Professor Callaghan is a doctor as well as a professor at the University of Southern California. He believes that there is virtually no folklore in America and that it is mostly all from England. He first heard this phrase when he was a little boy in England. He often uses the phrase fit as a fiddle to describe or to compliment his son when they play tennis together. Professor explained that he also uses it to refer to other people who can continue to play and perform and when people show their fitness. He believes that every student should be in good physical shape.
Professor has also heard a great number of other phrases like this one including as loud as a drum, beautiful as a rose, as high as a kite, swimming like a fish, or as happy as a sandboy.

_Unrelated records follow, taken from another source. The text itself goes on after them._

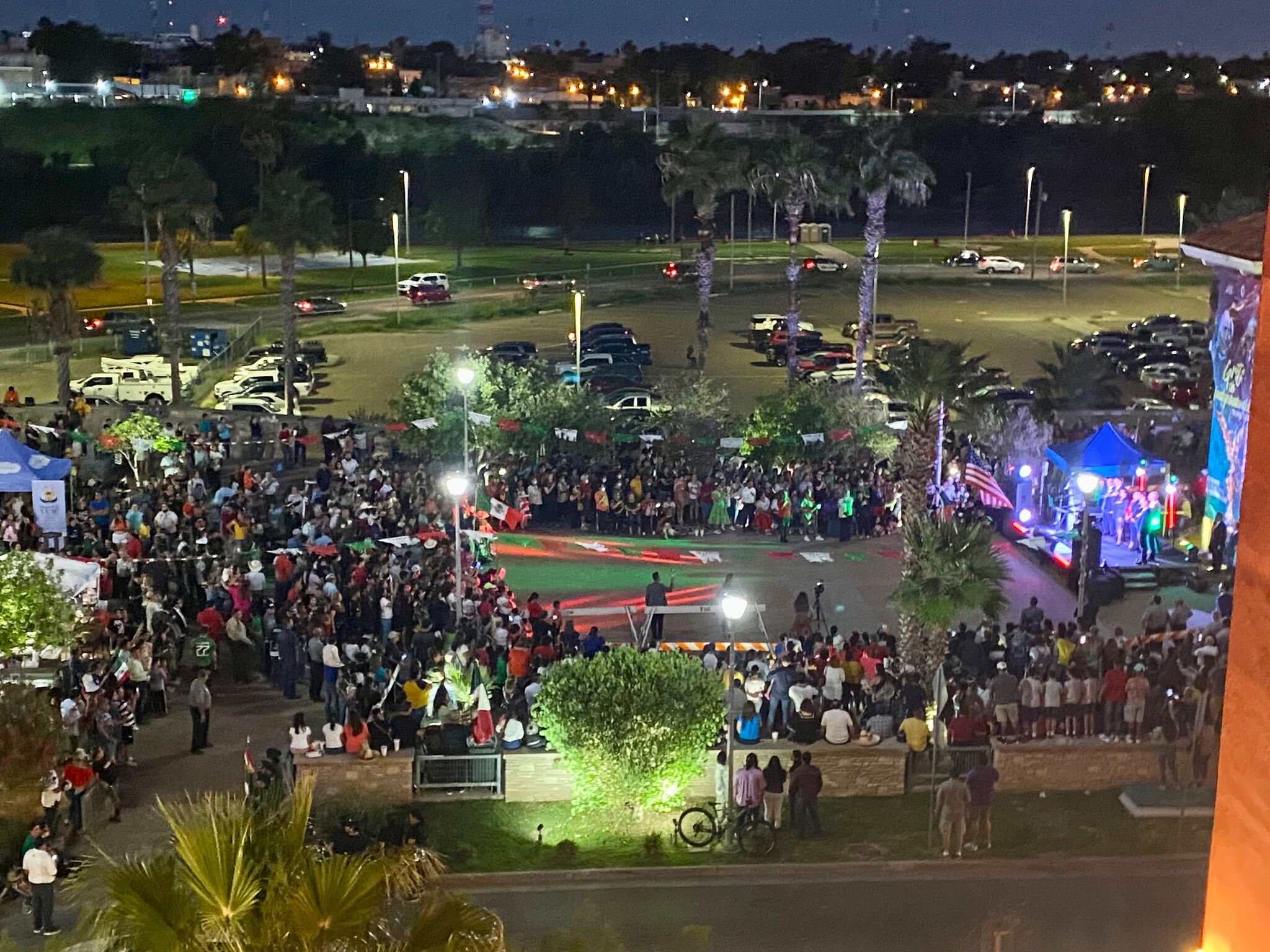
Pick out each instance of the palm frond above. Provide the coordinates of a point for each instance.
(446, 923)
(149, 909)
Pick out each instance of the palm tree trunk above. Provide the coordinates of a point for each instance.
(286, 299)
(793, 218)
(705, 266)
(171, 282)
(61, 330)
(876, 230)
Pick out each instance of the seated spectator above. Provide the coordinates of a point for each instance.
(915, 733)
(748, 724)
(837, 725)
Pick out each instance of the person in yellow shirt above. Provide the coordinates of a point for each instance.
(917, 735)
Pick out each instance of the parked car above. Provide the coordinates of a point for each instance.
(318, 305)
(631, 402)
(425, 295)
(963, 259)
(678, 271)
(115, 323)
(135, 386)
(548, 282)
(996, 265)
(761, 327)
(804, 343)
(1156, 322)
(1073, 265)
(253, 403)
(1156, 263)
(886, 327)
(311, 352)
(515, 352)
(431, 278)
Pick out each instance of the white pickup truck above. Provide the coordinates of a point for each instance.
(154, 364)
(128, 386)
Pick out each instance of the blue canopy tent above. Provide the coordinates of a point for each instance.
(19, 465)
(1106, 452)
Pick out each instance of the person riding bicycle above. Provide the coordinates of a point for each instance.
(748, 787)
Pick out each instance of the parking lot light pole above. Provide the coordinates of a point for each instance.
(1067, 240)
(1181, 218)
(733, 606)
(577, 338)
(465, 376)
(456, 485)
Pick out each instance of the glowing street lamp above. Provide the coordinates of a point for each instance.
(465, 376)
(456, 485)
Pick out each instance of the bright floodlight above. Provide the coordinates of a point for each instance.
(456, 485)
(733, 606)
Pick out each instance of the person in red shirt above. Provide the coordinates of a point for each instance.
(518, 660)
(78, 776)
(1116, 692)
(211, 620)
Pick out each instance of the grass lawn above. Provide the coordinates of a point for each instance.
(123, 275)
(487, 835)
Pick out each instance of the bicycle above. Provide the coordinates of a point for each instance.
(700, 827)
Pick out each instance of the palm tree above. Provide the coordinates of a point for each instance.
(884, 170)
(266, 146)
(953, 569)
(700, 161)
(174, 192)
(56, 262)
(794, 175)
(242, 878)
(930, 377)
(1075, 380)
(295, 214)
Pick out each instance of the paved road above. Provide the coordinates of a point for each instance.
(1095, 907)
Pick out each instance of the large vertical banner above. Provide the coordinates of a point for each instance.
(1235, 334)
(48, 501)
(1236, 912)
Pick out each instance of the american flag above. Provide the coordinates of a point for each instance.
(978, 475)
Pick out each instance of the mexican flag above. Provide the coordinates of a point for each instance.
(498, 509)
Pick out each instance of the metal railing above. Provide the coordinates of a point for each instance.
(483, 772)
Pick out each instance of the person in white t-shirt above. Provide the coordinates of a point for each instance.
(333, 738)
(301, 736)
(837, 725)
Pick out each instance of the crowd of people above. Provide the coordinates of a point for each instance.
(235, 559)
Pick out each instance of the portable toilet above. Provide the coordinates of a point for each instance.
(138, 340)
(208, 343)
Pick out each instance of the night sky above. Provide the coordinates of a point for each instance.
(978, 27)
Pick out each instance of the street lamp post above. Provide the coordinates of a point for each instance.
(465, 376)
(406, 196)
(397, 266)
(577, 338)
(733, 606)
(1067, 242)
(456, 485)
(1146, 186)
(1181, 216)
(1032, 172)
(1088, 483)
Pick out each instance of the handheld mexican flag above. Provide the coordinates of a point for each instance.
(498, 509)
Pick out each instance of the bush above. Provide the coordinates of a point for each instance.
(631, 728)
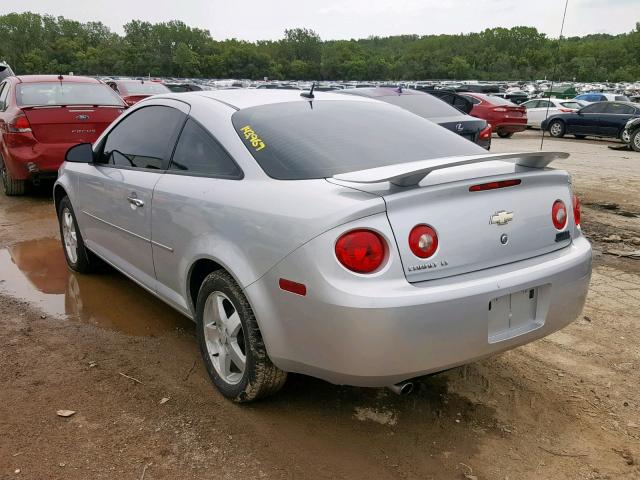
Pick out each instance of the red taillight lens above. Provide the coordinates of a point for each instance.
(577, 210)
(19, 124)
(493, 185)
(486, 133)
(423, 241)
(361, 251)
(559, 214)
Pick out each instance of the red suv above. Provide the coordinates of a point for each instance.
(506, 118)
(42, 116)
(132, 91)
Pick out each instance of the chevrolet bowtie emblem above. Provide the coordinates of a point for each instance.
(501, 218)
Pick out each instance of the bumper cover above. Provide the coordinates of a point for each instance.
(359, 334)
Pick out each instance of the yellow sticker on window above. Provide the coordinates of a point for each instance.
(252, 136)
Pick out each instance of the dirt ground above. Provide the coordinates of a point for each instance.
(565, 407)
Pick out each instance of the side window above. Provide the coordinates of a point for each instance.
(619, 108)
(594, 108)
(143, 139)
(4, 93)
(199, 153)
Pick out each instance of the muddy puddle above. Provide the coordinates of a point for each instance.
(36, 271)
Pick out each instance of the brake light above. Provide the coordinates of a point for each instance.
(577, 210)
(423, 241)
(493, 185)
(19, 124)
(485, 134)
(361, 251)
(559, 214)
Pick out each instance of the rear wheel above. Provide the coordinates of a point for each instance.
(78, 257)
(231, 343)
(11, 186)
(625, 136)
(556, 128)
(635, 140)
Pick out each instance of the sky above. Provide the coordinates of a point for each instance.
(344, 19)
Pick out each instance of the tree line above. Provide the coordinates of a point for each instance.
(33, 43)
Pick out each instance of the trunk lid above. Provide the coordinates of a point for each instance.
(471, 225)
(68, 123)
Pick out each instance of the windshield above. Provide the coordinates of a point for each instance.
(59, 93)
(142, 88)
(425, 105)
(304, 140)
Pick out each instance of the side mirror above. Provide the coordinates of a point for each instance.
(82, 153)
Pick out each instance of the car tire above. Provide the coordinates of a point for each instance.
(625, 137)
(231, 343)
(635, 140)
(79, 258)
(557, 129)
(10, 185)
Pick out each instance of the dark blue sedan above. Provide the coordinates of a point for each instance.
(601, 119)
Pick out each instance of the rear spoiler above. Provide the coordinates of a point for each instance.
(411, 173)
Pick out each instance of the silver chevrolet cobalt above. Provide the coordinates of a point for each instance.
(323, 234)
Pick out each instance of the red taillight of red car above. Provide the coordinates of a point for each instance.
(361, 251)
(19, 124)
(559, 214)
(493, 185)
(577, 210)
(485, 134)
(423, 241)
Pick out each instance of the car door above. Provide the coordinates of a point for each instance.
(614, 118)
(587, 120)
(189, 208)
(115, 195)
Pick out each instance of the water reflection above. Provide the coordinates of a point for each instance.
(36, 271)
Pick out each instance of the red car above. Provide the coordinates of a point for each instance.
(132, 91)
(506, 118)
(42, 116)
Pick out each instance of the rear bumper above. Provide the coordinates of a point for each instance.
(511, 127)
(38, 160)
(379, 335)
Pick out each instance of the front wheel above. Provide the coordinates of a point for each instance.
(635, 140)
(556, 129)
(231, 343)
(78, 257)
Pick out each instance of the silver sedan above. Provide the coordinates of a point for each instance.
(325, 234)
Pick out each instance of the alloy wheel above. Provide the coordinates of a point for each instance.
(224, 338)
(69, 235)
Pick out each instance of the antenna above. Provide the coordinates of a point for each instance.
(309, 94)
(555, 66)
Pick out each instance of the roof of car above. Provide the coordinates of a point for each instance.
(55, 78)
(245, 98)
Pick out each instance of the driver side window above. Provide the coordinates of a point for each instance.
(144, 139)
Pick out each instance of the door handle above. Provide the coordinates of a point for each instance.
(136, 202)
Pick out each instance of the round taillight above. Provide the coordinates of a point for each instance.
(423, 241)
(361, 251)
(559, 214)
(577, 210)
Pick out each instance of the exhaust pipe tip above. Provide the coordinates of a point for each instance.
(402, 388)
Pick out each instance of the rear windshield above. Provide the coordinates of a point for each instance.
(60, 93)
(425, 105)
(146, 88)
(304, 140)
(574, 105)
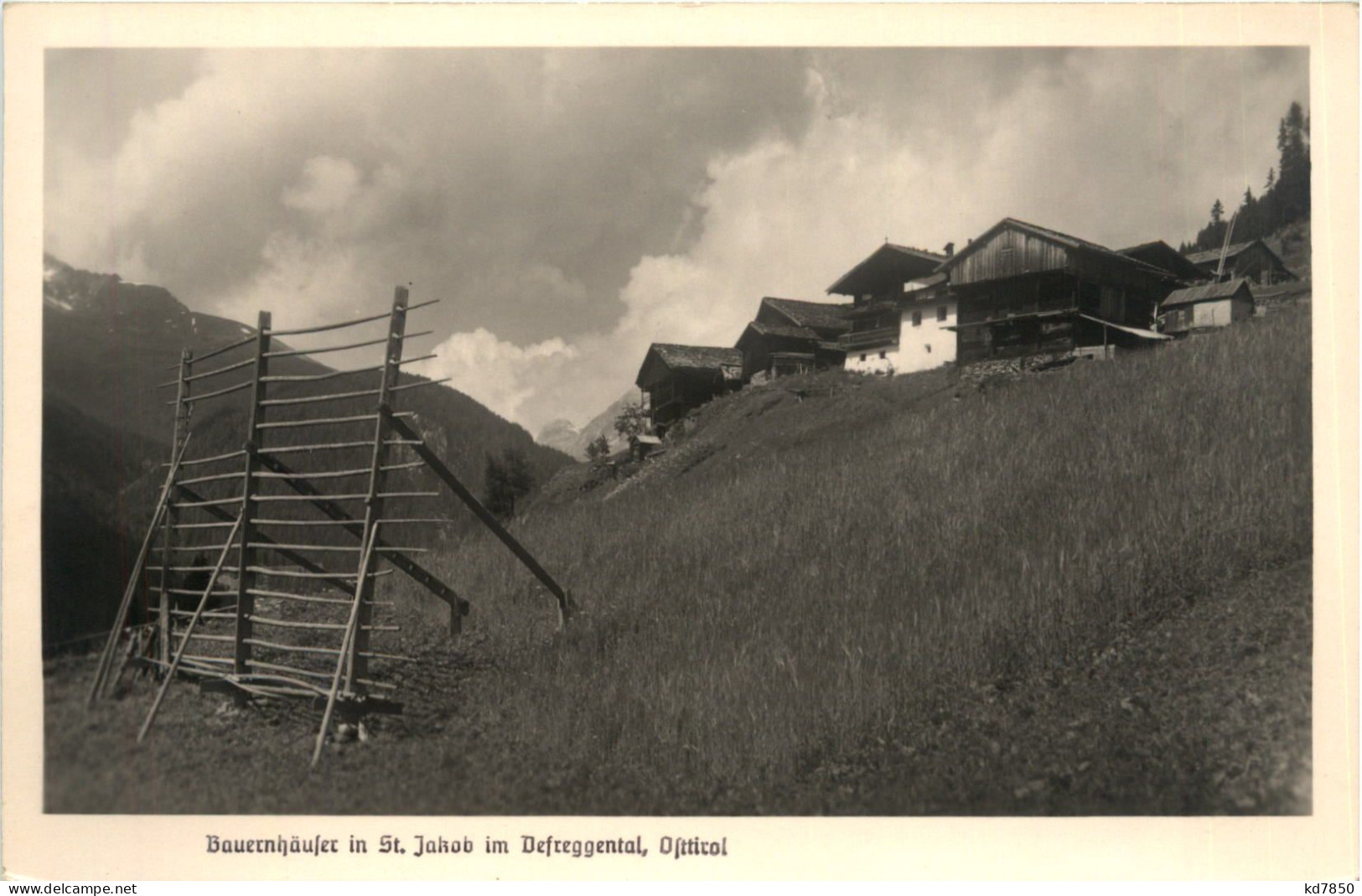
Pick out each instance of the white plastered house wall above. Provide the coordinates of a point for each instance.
(924, 344)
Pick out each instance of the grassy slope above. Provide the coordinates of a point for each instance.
(775, 612)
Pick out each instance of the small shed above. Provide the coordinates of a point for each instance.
(643, 446)
(779, 349)
(1253, 261)
(677, 379)
(1207, 305)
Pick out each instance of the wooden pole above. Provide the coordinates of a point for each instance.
(344, 647)
(374, 503)
(246, 557)
(485, 515)
(181, 425)
(189, 631)
(122, 616)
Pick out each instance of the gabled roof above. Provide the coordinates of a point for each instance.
(790, 331)
(677, 357)
(1205, 293)
(697, 357)
(1161, 255)
(1213, 256)
(895, 262)
(1053, 236)
(819, 316)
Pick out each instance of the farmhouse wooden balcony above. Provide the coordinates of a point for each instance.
(858, 340)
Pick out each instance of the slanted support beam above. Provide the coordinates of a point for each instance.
(172, 516)
(337, 580)
(246, 556)
(483, 514)
(458, 606)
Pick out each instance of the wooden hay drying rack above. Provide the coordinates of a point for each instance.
(236, 658)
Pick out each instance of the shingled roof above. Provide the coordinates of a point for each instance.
(780, 329)
(1214, 255)
(891, 261)
(1205, 293)
(819, 316)
(1159, 253)
(1053, 236)
(697, 357)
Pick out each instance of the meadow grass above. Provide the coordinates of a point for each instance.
(747, 619)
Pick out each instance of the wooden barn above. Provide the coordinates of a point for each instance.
(791, 337)
(902, 312)
(1028, 290)
(1161, 255)
(679, 379)
(1253, 261)
(1207, 305)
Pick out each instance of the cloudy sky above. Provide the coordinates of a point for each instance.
(572, 206)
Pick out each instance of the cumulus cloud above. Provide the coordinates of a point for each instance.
(573, 206)
(788, 215)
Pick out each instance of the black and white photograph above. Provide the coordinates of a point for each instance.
(679, 431)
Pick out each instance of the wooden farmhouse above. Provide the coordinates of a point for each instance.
(791, 337)
(1207, 305)
(1253, 261)
(1161, 255)
(900, 312)
(1028, 290)
(679, 379)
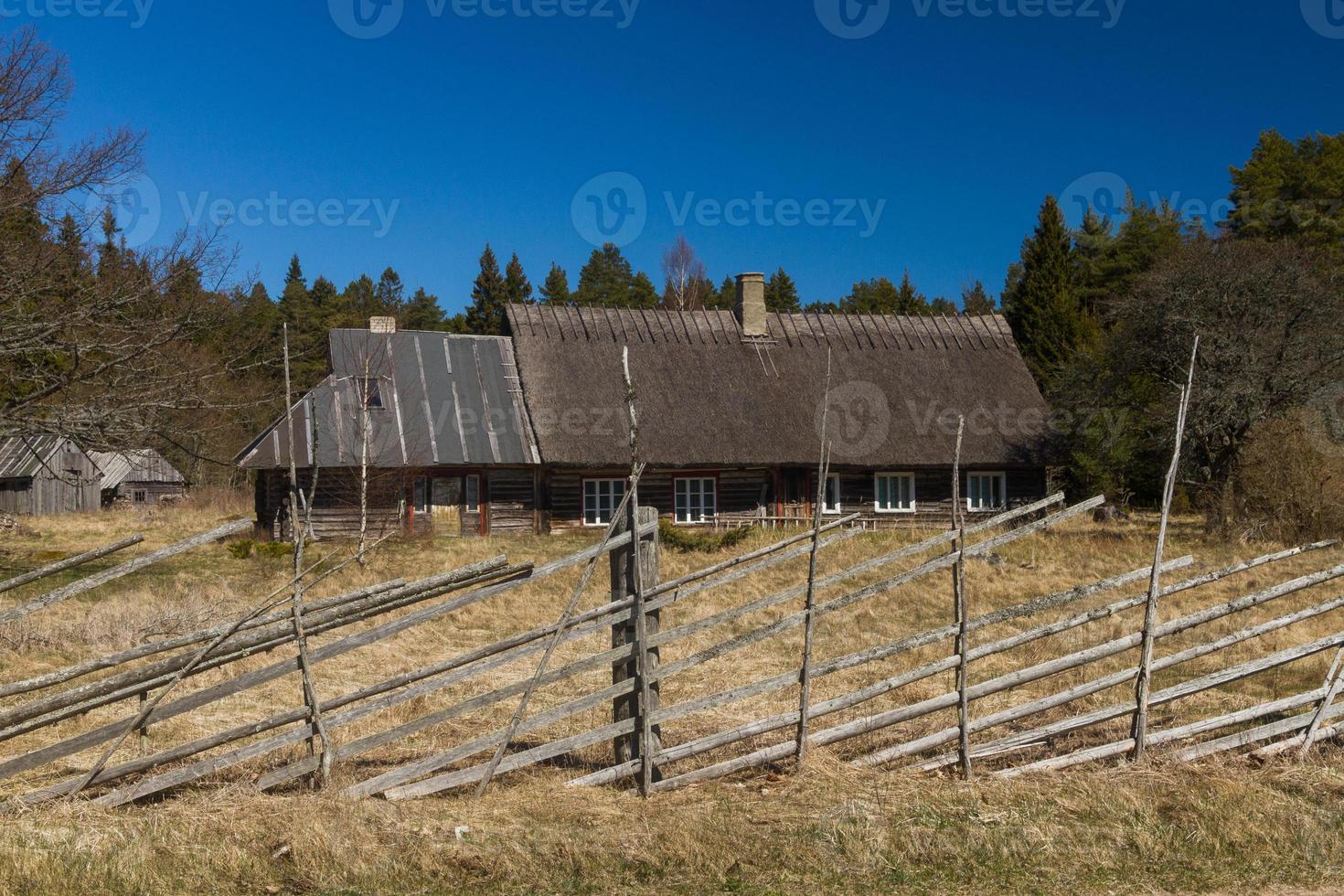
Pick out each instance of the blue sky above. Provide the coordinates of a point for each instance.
(765, 131)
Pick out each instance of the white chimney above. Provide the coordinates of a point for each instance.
(752, 305)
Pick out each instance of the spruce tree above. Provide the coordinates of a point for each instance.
(555, 291)
(1043, 308)
(485, 315)
(517, 285)
(781, 294)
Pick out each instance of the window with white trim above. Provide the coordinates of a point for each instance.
(601, 497)
(895, 493)
(987, 491)
(831, 500)
(697, 500)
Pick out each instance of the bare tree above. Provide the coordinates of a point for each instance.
(117, 349)
(686, 283)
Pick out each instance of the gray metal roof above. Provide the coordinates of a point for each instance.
(443, 400)
(25, 455)
(144, 465)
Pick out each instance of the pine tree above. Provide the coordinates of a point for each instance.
(1043, 308)
(485, 315)
(422, 314)
(976, 301)
(517, 285)
(781, 294)
(555, 291)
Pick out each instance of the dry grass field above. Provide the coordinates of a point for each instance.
(1163, 827)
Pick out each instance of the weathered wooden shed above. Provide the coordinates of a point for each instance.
(140, 477)
(45, 475)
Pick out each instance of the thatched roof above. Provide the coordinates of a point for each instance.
(711, 397)
(143, 465)
(443, 400)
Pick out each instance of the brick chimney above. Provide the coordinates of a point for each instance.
(750, 309)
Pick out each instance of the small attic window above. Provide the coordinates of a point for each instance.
(371, 391)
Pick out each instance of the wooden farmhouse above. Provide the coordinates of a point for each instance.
(139, 478)
(528, 432)
(46, 475)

Then, Professor wondered aloud what a sandboy was. He concluded that it was probably a kid playing in the sand. Professor also wondered, How fit is a fiddle? He explained that some of these phrases do not make literal sense but they are comparisons to emphasize a particular point.
There is a reference to the folk metaphor fit as a fiddle in the1952 Hollywood movie Singin in the Rain. There is a scene within the movie in which two characters, Don and Cosmo, perform a very physical routine full of slap-stick and comic violence in a burlesque house (Chumo 41). Then the scene dissolves to a song-and-dance routine to Fit as a Fiddle (Chumo 41). During this routine the two characters dance around very energetically while playing fiddles. This is a play on the metaphor displaying the literal side of it, which is shown by the inclusion of the fiddles, and the metaphorical side of it, which is demonstrated by the intense physical activity present in the scene.
Chumo II, Peter N. Dance, Flexibility, and the Renewal of Genre in Singin in the Rain. Cinema Journal, Vol. 36, No.1. Fall 1996. 41. Jstor. 1 May 2008.